# to the young ones ??



## BIG G (Feb 15, 2004)

im wondering how much a skyline R33 gts-s or gts-turbo is gonna cost me to insure...

im 22 / 1 y ncb / live in north london

any 1 else on here that is the same age and with simular ncb..if so how much r u paying

i am curently paying £1100 on a 93 mr2 n/a


----------



## kenan (Apr 29, 2003)

I would expect it would be 1500-2000 if not more. Call around for a quote, only way to be sure


----------



## BIG G (Feb 15, 2004)

just phoned my insurance company (tesco) and they wont insure me on a supra or a skyline

ive only just renenwed my policy in febuary so if i cancled id loose out on 3/4 months ncb and wont get much of my £1100 i payed out

has any 1 got any suggestions about what i should do?

cheers in advance


----------



## xaero1 (Feb 9, 2004)

Get a GTiR


----------



## BIG G (Feb 15, 2004)

gtIr 

whats the I stand for


----------



## Pikey (Feb 19, 2004)

Sunny GTiR, or Pulsar.

Not a Skyline


----------



## xaero1 (Feb 9, 2004)

Yeah, sorry!

They're very fast, very cheap, turbo engine, 0-60 in just over 5 secs. They don't look as good as an MR2, but i doubt you'd care if you drove one. Everything i hear about them is good.

Sod your Civic Rs, your 205 GTis, your Renault 5 GT Turbo... Pulsar is the one to get.


----------



## BIG G (Feb 15, 2004)

dont like them much

its got to be a supra or skyline to make me wanna sell the mr2


----------



## pws103 (May 19, 2004)

*TRY THIS*

have you tried adrian flux

i am only 24 and just got fully comp on a 95 gtst for 1500 quid steep i know but its better than no skyline


----------



## kenan (Apr 29, 2003)

I'm with Flux, cost me Just shy of 2K for my GTR  

But saying that rang them up yesterday with some mods I wanted to add, de-cat, oil cooler etc and they only wanted to charge me the £25 admin fee. So I'm going to wait to add some more, make my £25 go further


----------



## derbygreg (Feb 18, 2004)

I am EXACTLY the same as you....

used to own a n/a MR2...

IVe got a R33 GTS 2.5 T 

I have however got 6 years no claims and no accidents..

with CAT one 

I serched forever to find an Insurance company that would cover me @ under 25 on an import skyline....
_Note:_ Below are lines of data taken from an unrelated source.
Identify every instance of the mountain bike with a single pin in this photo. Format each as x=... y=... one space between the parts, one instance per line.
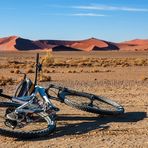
x=30 y=112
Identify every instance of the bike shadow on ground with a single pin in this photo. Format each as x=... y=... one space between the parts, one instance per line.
x=77 y=125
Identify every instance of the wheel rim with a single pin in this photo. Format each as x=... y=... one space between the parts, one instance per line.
x=39 y=122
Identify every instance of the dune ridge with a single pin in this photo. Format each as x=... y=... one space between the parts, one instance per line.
x=15 y=43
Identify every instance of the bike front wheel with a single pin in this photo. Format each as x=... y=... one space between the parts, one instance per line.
x=91 y=103
x=38 y=125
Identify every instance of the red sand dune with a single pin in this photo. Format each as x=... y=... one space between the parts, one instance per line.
x=14 y=43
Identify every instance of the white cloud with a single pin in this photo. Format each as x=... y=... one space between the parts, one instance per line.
x=88 y=14
x=110 y=8
x=78 y=14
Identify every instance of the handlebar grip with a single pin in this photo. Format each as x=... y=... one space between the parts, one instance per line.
x=37 y=58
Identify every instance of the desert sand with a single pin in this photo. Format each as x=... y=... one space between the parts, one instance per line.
x=121 y=76
x=15 y=43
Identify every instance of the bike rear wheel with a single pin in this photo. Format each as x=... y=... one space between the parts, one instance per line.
x=41 y=127
x=91 y=103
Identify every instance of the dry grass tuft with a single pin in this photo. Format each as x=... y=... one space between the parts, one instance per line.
x=144 y=78
x=44 y=78
x=29 y=70
x=48 y=59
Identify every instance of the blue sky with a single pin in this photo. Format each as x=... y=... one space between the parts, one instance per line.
x=113 y=20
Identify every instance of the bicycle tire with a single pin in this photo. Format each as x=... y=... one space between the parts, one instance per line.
x=26 y=134
x=105 y=105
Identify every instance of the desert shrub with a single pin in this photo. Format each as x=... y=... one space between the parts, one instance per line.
x=44 y=78
x=29 y=70
x=17 y=71
x=48 y=59
x=144 y=78
x=12 y=71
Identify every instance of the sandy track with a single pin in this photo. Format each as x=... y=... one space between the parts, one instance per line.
x=79 y=129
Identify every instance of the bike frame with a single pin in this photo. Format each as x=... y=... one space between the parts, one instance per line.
x=31 y=101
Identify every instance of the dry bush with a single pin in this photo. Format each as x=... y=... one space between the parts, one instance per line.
x=44 y=78
x=17 y=71
x=46 y=71
x=12 y=71
x=29 y=70
x=4 y=81
x=144 y=78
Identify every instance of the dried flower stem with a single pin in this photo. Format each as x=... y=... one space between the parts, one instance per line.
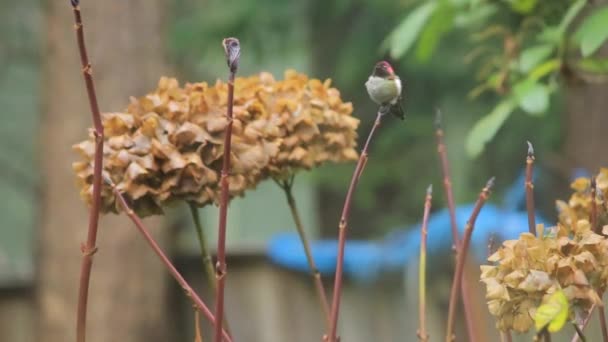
x=462 y=254
x=593 y=215
x=198 y=336
x=602 y=317
x=206 y=260
x=583 y=325
x=422 y=334
x=89 y=248
x=597 y=229
x=287 y=186
x=200 y=305
x=233 y=51
x=342 y=227
x=579 y=332
x=445 y=170
x=530 y=189
x=449 y=195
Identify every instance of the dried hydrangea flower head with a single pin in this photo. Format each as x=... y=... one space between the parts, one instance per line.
x=167 y=145
x=526 y=270
x=579 y=205
x=314 y=124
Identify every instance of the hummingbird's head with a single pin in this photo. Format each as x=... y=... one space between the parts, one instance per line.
x=383 y=69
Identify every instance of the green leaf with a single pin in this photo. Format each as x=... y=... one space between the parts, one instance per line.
x=593 y=32
x=474 y=15
x=553 y=314
x=545 y=69
x=485 y=129
x=532 y=97
x=404 y=35
x=439 y=23
x=572 y=12
x=523 y=6
x=531 y=57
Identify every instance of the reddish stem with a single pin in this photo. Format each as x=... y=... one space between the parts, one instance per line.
x=593 y=215
x=89 y=248
x=335 y=307
x=584 y=324
x=422 y=334
x=445 y=170
x=200 y=305
x=447 y=186
x=232 y=50
x=530 y=190
x=602 y=318
x=287 y=187
x=462 y=254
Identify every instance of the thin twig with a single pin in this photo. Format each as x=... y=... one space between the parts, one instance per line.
x=579 y=332
x=287 y=186
x=445 y=170
x=449 y=195
x=232 y=49
x=584 y=324
x=200 y=305
x=462 y=254
x=89 y=248
x=422 y=333
x=593 y=215
x=198 y=336
x=342 y=227
x=206 y=260
x=530 y=189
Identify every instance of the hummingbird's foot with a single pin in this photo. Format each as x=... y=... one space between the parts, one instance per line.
x=384 y=109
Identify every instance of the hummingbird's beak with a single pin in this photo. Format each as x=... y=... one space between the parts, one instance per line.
x=232 y=49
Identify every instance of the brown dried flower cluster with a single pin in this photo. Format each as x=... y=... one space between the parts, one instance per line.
x=168 y=145
x=579 y=205
x=524 y=271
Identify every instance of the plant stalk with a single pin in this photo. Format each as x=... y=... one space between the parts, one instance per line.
x=89 y=248
x=200 y=305
x=462 y=254
x=233 y=51
x=449 y=195
x=422 y=333
x=530 y=190
x=583 y=325
x=342 y=227
x=593 y=215
x=287 y=187
x=206 y=260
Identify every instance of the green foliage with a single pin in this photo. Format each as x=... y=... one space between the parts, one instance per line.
x=486 y=128
x=404 y=36
x=552 y=314
x=593 y=32
x=519 y=47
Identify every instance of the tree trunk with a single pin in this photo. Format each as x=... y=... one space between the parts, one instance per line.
x=127 y=292
x=586 y=122
x=586 y=126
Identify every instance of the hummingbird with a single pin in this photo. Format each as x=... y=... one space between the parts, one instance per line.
x=384 y=88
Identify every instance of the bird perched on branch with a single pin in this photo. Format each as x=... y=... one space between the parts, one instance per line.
x=384 y=88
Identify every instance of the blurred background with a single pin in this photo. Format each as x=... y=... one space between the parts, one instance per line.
x=454 y=55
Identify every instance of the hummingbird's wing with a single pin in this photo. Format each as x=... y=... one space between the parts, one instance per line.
x=397 y=110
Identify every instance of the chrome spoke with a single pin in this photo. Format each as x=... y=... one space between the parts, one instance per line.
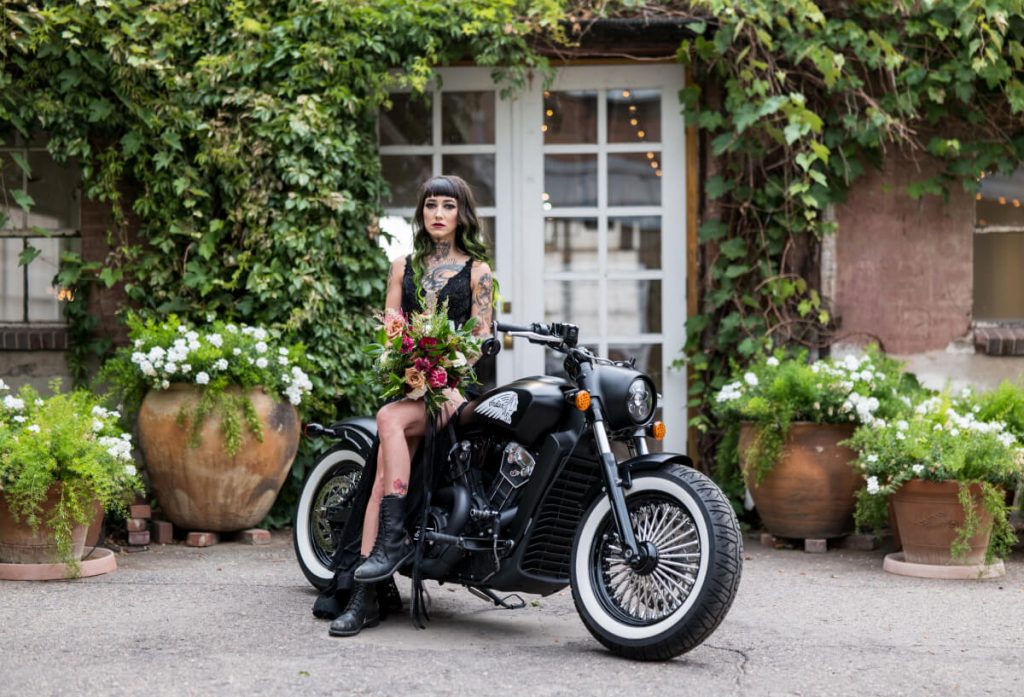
x=653 y=595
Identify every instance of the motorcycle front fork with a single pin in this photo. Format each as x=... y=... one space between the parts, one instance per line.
x=637 y=555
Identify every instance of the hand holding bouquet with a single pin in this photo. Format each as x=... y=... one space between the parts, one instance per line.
x=422 y=355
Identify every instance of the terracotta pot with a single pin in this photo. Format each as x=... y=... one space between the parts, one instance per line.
x=929 y=514
x=20 y=545
x=204 y=488
x=810 y=491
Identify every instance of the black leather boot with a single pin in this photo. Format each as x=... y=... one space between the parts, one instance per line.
x=360 y=612
x=392 y=548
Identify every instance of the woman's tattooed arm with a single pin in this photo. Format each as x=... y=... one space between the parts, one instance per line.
x=482 y=307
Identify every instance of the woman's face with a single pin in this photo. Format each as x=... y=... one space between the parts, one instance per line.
x=440 y=216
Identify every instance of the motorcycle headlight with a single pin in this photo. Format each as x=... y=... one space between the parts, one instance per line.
x=640 y=400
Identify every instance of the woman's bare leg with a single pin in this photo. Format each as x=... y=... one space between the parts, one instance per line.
x=399 y=426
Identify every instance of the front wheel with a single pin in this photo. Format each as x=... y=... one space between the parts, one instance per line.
x=324 y=507
x=673 y=603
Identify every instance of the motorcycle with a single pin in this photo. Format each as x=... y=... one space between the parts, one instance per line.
x=551 y=483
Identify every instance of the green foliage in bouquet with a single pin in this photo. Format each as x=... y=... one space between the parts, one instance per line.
x=217 y=357
x=424 y=355
x=67 y=440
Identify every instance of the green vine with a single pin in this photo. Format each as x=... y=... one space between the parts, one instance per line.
x=226 y=405
x=796 y=99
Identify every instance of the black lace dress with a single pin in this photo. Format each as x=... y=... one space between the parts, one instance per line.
x=332 y=601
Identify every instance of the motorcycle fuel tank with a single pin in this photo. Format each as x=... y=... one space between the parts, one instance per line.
x=525 y=409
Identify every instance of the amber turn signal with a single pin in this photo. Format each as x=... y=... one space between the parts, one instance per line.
x=583 y=400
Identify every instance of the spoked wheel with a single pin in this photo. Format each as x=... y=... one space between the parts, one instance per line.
x=324 y=508
x=675 y=600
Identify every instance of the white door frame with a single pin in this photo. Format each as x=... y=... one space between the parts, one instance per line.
x=519 y=215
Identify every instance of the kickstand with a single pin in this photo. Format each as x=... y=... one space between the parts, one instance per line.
x=506 y=602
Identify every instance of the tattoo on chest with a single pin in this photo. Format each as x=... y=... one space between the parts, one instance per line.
x=437 y=275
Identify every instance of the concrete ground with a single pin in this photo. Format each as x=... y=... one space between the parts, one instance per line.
x=235 y=619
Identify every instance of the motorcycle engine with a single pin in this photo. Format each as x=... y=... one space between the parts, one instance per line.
x=514 y=470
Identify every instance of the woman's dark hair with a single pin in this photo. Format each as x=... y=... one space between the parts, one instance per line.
x=467 y=231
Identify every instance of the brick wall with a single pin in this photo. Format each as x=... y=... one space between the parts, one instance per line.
x=903 y=267
x=35 y=354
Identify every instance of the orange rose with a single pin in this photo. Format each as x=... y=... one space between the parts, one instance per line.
x=415 y=379
x=394 y=323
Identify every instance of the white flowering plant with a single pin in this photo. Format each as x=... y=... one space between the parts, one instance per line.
x=217 y=357
x=780 y=388
x=941 y=438
x=70 y=440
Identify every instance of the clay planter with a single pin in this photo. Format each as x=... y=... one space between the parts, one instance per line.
x=204 y=488
x=810 y=491
x=20 y=545
x=928 y=515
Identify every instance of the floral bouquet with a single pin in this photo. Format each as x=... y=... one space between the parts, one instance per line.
x=424 y=354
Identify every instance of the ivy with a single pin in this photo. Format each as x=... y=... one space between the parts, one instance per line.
x=236 y=143
x=797 y=99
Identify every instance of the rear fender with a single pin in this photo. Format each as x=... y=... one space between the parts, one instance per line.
x=358 y=432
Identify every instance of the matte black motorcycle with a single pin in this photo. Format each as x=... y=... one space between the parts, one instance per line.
x=537 y=497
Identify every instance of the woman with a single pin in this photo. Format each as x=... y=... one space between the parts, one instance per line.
x=449 y=261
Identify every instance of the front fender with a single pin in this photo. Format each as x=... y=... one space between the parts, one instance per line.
x=359 y=432
x=654 y=461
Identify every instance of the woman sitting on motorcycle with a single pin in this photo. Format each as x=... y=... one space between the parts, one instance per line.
x=449 y=261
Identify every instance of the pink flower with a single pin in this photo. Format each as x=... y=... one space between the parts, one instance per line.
x=437 y=378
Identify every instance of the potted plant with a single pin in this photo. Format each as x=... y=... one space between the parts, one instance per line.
x=944 y=471
x=217 y=420
x=792 y=416
x=58 y=456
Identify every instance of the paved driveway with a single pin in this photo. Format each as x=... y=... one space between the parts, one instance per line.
x=235 y=620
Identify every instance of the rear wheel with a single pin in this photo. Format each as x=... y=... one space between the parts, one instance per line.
x=325 y=504
x=672 y=604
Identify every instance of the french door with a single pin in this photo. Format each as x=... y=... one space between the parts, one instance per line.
x=581 y=186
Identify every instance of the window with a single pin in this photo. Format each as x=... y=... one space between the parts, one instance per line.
x=31 y=179
x=998 y=262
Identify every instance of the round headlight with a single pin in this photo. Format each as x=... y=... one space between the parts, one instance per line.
x=640 y=400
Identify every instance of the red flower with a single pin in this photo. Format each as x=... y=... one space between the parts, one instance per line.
x=437 y=378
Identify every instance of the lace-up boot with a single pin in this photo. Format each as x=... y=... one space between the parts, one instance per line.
x=392 y=548
x=360 y=612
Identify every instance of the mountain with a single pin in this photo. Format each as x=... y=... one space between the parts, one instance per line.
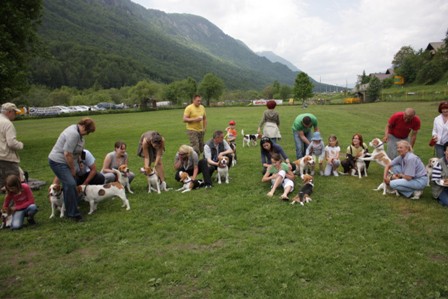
x=275 y=58
x=113 y=43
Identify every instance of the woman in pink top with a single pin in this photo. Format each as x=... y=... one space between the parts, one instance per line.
x=21 y=195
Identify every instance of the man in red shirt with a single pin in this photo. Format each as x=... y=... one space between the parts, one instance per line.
x=401 y=126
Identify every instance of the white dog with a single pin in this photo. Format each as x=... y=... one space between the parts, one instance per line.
x=223 y=169
x=379 y=154
x=124 y=178
x=93 y=194
x=304 y=165
x=56 y=197
x=188 y=183
x=250 y=139
x=430 y=166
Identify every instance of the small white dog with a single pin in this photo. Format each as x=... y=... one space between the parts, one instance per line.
x=378 y=155
x=93 y=194
x=56 y=197
x=430 y=166
x=223 y=169
x=188 y=183
x=304 y=165
x=124 y=178
x=250 y=139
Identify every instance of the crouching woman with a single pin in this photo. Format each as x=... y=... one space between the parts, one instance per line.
x=409 y=173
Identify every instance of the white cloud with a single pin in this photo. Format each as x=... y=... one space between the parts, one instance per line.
x=332 y=41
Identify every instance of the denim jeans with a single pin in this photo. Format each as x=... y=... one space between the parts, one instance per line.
x=300 y=146
x=71 y=197
x=19 y=216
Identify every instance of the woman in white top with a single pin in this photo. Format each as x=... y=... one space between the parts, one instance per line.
x=440 y=129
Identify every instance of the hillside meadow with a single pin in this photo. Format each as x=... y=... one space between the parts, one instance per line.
x=231 y=241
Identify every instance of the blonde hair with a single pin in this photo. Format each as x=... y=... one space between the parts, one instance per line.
x=185 y=149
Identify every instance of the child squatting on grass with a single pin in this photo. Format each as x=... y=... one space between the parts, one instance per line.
x=279 y=173
x=21 y=195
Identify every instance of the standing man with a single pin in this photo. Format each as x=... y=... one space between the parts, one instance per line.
x=401 y=126
x=301 y=130
x=214 y=150
x=9 y=145
x=194 y=116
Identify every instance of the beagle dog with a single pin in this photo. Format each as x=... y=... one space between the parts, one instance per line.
x=304 y=165
x=306 y=190
x=378 y=155
x=56 y=197
x=223 y=169
x=93 y=194
x=250 y=139
x=188 y=183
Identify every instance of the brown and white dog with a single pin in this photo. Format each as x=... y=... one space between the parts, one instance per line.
x=223 y=169
x=305 y=192
x=304 y=165
x=56 y=197
x=6 y=217
x=188 y=183
x=93 y=194
x=124 y=178
x=430 y=166
x=250 y=139
x=378 y=155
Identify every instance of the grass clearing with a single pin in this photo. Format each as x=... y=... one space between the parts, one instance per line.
x=231 y=241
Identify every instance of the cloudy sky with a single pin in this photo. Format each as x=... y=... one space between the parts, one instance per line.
x=333 y=41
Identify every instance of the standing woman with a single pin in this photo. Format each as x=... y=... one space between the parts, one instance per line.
x=440 y=129
x=270 y=122
x=115 y=159
x=62 y=159
x=151 y=148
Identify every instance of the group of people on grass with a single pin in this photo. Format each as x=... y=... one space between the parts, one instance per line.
x=73 y=165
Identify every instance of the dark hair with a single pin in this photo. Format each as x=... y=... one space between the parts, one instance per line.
x=306 y=120
x=265 y=140
x=13 y=181
x=88 y=123
x=443 y=105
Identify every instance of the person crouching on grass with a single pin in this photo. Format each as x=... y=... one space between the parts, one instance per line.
x=21 y=195
x=279 y=173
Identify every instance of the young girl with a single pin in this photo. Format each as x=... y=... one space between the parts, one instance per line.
x=332 y=156
x=279 y=173
x=316 y=149
x=21 y=195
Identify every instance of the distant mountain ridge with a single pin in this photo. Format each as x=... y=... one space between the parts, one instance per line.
x=114 y=43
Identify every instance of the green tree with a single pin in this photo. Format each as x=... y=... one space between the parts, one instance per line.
x=211 y=87
x=374 y=90
x=18 y=43
x=303 y=88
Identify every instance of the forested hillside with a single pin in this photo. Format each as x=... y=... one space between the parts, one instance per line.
x=113 y=43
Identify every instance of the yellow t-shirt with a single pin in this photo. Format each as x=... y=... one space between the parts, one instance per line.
x=191 y=111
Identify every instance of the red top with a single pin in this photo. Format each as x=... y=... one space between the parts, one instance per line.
x=399 y=128
x=21 y=200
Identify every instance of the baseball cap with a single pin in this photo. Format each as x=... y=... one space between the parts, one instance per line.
x=9 y=107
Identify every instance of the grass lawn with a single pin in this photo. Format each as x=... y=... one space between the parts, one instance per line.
x=231 y=241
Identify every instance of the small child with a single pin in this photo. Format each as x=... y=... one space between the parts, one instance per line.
x=231 y=138
x=21 y=195
x=332 y=156
x=316 y=149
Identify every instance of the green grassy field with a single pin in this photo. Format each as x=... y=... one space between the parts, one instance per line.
x=231 y=241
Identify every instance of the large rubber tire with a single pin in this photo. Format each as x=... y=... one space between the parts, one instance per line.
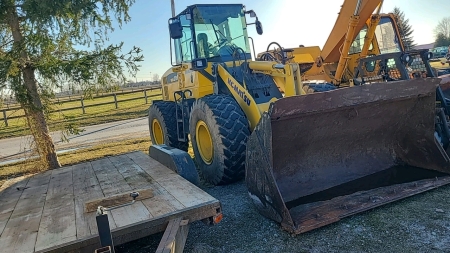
x=229 y=131
x=164 y=113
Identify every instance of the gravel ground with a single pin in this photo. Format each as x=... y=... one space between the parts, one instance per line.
x=416 y=224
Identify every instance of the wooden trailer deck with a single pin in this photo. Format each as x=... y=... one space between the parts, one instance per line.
x=46 y=212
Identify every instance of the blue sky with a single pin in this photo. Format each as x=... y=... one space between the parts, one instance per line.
x=288 y=22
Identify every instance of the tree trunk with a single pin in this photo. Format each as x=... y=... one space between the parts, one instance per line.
x=32 y=104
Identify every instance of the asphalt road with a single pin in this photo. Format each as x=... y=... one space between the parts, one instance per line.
x=11 y=149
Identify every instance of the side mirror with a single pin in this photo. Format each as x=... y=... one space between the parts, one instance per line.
x=199 y=64
x=175 y=29
x=258 y=25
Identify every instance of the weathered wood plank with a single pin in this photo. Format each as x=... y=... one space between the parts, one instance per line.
x=140 y=229
x=116 y=184
x=174 y=238
x=21 y=230
x=110 y=180
x=9 y=196
x=86 y=187
x=151 y=166
x=162 y=203
x=185 y=192
x=58 y=218
x=116 y=200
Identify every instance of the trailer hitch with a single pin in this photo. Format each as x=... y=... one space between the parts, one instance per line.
x=104 y=231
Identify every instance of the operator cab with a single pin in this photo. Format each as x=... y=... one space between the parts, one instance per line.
x=210 y=33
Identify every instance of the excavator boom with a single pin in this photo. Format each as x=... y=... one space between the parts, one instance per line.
x=331 y=51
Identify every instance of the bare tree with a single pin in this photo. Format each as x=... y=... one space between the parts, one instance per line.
x=155 y=77
x=443 y=27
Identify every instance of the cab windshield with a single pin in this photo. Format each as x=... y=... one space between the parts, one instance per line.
x=219 y=31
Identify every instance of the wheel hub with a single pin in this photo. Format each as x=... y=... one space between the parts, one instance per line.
x=204 y=142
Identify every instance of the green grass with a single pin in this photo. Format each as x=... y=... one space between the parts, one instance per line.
x=93 y=116
x=31 y=166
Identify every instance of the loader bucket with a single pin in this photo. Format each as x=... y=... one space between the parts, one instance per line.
x=317 y=158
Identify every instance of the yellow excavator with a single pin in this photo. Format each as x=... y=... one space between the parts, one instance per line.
x=308 y=159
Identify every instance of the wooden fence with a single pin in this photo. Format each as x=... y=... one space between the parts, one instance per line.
x=83 y=107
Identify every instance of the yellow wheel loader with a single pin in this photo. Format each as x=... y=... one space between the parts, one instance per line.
x=308 y=159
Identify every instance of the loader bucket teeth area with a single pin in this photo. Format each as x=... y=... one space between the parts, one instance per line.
x=316 y=158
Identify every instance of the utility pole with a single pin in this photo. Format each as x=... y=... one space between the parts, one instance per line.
x=172 y=2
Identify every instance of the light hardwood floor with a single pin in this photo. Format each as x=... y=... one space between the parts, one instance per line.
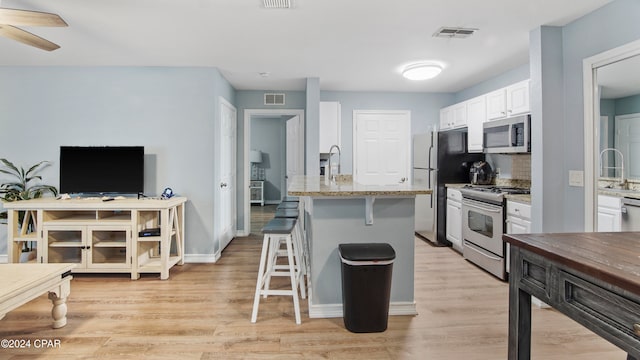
x=203 y=312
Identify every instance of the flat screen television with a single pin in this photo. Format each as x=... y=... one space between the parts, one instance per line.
x=102 y=169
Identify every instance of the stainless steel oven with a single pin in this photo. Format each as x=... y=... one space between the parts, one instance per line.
x=482 y=229
x=483 y=223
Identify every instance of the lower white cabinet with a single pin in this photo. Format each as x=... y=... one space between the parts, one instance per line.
x=518 y=221
x=454 y=218
x=89 y=247
x=609 y=213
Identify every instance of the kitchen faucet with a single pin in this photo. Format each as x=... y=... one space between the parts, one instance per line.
x=332 y=176
x=623 y=182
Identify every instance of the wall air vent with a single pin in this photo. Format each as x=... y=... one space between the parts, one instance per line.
x=273 y=99
x=277 y=4
x=454 y=32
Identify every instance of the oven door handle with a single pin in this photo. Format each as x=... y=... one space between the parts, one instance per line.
x=481 y=206
x=473 y=247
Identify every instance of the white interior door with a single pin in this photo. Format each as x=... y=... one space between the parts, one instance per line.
x=295 y=159
x=382 y=144
x=226 y=204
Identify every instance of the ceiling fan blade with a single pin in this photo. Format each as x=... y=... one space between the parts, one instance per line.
x=29 y=18
x=27 y=38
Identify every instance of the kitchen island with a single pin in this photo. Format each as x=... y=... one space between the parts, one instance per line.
x=348 y=212
x=593 y=278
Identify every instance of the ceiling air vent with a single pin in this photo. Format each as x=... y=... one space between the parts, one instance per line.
x=277 y=4
x=273 y=99
x=454 y=32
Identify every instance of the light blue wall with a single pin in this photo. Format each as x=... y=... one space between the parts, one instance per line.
x=170 y=111
x=547 y=131
x=505 y=79
x=269 y=136
x=628 y=105
x=424 y=107
x=611 y=26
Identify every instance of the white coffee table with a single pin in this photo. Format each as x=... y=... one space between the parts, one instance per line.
x=21 y=283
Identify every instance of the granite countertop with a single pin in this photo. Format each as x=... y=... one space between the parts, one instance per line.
x=619 y=193
x=346 y=187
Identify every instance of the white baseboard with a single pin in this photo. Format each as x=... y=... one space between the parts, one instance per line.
x=335 y=310
x=201 y=258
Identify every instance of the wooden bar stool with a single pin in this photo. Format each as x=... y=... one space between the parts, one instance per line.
x=299 y=243
x=275 y=231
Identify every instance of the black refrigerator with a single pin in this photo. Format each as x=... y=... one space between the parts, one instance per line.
x=453 y=166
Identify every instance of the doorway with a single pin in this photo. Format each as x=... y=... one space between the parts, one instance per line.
x=292 y=147
x=381 y=151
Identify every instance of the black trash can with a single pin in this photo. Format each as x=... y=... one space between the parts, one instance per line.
x=366 y=285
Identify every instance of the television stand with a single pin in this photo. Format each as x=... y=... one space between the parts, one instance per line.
x=99 y=236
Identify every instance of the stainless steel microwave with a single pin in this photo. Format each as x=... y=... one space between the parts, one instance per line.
x=510 y=135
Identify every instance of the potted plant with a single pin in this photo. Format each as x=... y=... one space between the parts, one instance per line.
x=22 y=187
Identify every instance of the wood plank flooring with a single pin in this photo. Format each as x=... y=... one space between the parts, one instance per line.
x=203 y=312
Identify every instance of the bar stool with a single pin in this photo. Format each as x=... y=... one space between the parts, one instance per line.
x=299 y=242
x=274 y=231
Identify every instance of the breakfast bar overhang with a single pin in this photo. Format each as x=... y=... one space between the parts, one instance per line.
x=344 y=211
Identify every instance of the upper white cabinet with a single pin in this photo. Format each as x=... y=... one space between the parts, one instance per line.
x=509 y=101
x=476 y=115
x=453 y=117
x=329 y=125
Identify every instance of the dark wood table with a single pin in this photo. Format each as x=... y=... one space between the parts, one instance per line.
x=593 y=278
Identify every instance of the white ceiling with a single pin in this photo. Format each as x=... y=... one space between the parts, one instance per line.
x=350 y=45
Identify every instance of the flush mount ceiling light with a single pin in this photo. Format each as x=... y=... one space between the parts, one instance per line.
x=421 y=71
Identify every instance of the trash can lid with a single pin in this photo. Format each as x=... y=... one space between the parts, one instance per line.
x=367 y=252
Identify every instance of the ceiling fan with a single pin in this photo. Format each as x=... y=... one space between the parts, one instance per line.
x=10 y=18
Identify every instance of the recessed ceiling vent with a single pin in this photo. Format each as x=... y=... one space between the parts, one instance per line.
x=277 y=4
x=273 y=99
x=454 y=32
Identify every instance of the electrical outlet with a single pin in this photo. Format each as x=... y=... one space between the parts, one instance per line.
x=576 y=178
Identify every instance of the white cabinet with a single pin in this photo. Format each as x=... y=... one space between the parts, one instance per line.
x=509 y=101
x=256 y=190
x=89 y=247
x=476 y=116
x=454 y=218
x=609 y=213
x=329 y=125
x=518 y=221
x=453 y=117
x=518 y=98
only place that would was Tesco... im currently paying 1700 a year..... so with 1 years no claims id hate to think to be honest!!!


----------



## derbygreg (Feb 18, 2004)

oh and im 23....


----------



## derbygreg (Feb 18, 2004)

pws103 said:


> have you tried adrian flux
> 
> i am only 24 and just got fully comp on a 95 gtst for 1500 quid steep i know but its better than no skyline


Have you got any mods declared??? that sounds cheaper than my Tesco Deal!!!!?


----------